Paul Schrader: Bollywood, here I come
'Taxi Driver' scribe leaves Hollywood for 'Extreme City'Paul Schrader is taking a taxi to Bollywood.
Saying he feels the U.S. film market has become "barren," the writer of classics "Taxi Driver" and "Raging Bull" is packing his bags for Mumbai to write and direct the Bollywood action movie "Extreme City."
"I've been getting indie movies made for 20 years," he said. "But I take a good look around and what I see is a barren, barren place -- in terms of the financial community, in terms of audiences, in terms of distribution. It's cold out there."
In India, on the other hand, he says there are ways to gain both creative freedom and audiences.
"City" is a cross-cultural tale that will center on an American man who travels to India to help resolve a kidnapping case for his father-in-law, only to get caught up in a gangster plot.
There likely will be some musical numbers, and dialogue will be spoken in English and Hindi.
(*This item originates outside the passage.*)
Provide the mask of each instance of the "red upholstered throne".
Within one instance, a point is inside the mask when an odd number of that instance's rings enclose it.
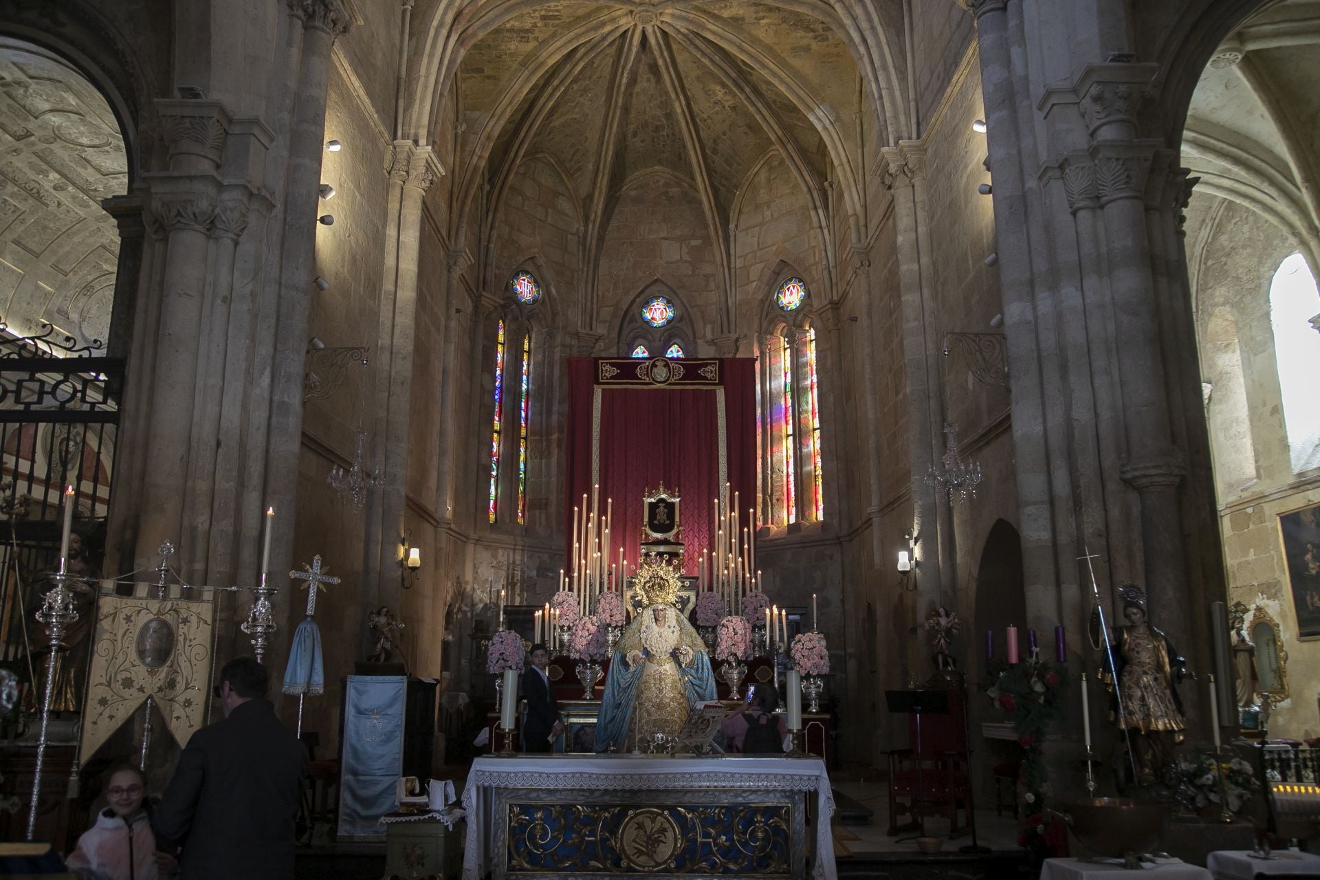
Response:
[[[962,691],[939,676],[921,686],[948,689],[949,712],[921,714],[921,748],[917,752],[916,715],[908,715],[908,748],[886,752],[890,757],[890,829],[902,834],[920,827],[917,817],[949,819],[949,839],[970,830],[968,811],[968,757]],[[917,765],[920,764],[920,774]],[[920,776],[920,790],[917,778]],[[960,818],[961,811],[961,818]],[[906,819],[899,822],[899,819]]]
Schrader is working on the script.
While the story combines various elements, it's "not a Masala movie," Schrader said, referring to the term for a kitchen-sink Bollywood film that tosses in action, romance, family drama and other genres in one big stew.
"City" will be produced by Anubhav Sinha, the noted Indian director (he most recently directed the Bollywood action movie "Cash") who is looking to grow his producing slate and evolve from a more action orientation.
Schrader and Sinha are in talks with a number of Bollywood stars; the movie could get greenlighted at a bigger Bollywood studio or go the indie route.
Schrader, who made his name as a writer on classics like "Raging Bull" and as a writer-director on Oscar winner "Affliction," is the latest film figure seeking to build a bridge to India.
One of the fall's nascent hits is "Slumdog Millionaire," Danny Boyle's romantic-action tale set in India. Indie director Jennifer Lynch is making the India-set mystery "Hisss." Will Smith's Overbrook Entertainment has a deal with Indian entertainment company UTV to produce two movies.
And DreamWorks is, of course, now financed by India-based Reliance Big Entertainment.
Still, Schrader is the first major contemporary U.S. writer or director to migrate to Bollywood, a trend he said could continue given the trajectory of both film cultures. "Old Bollywood will never go away," he said, "but it's changing. Movies can be shorter than two hours. There doesn't need to be singing and dancing."
Schrader is promoting "Adam Resurrected," a Holocaust drama starring Jeff Goldblum that he directed about a German-Jewish performer who survives the war by performing for a Nazi commander.
"At first I thought, 'The world has a lot of Holocaust movies. It doesn't need one from Paul Schrader.' But I started to read the script and got 65 pages in and thought, 'I need to do this.' It's such an original story."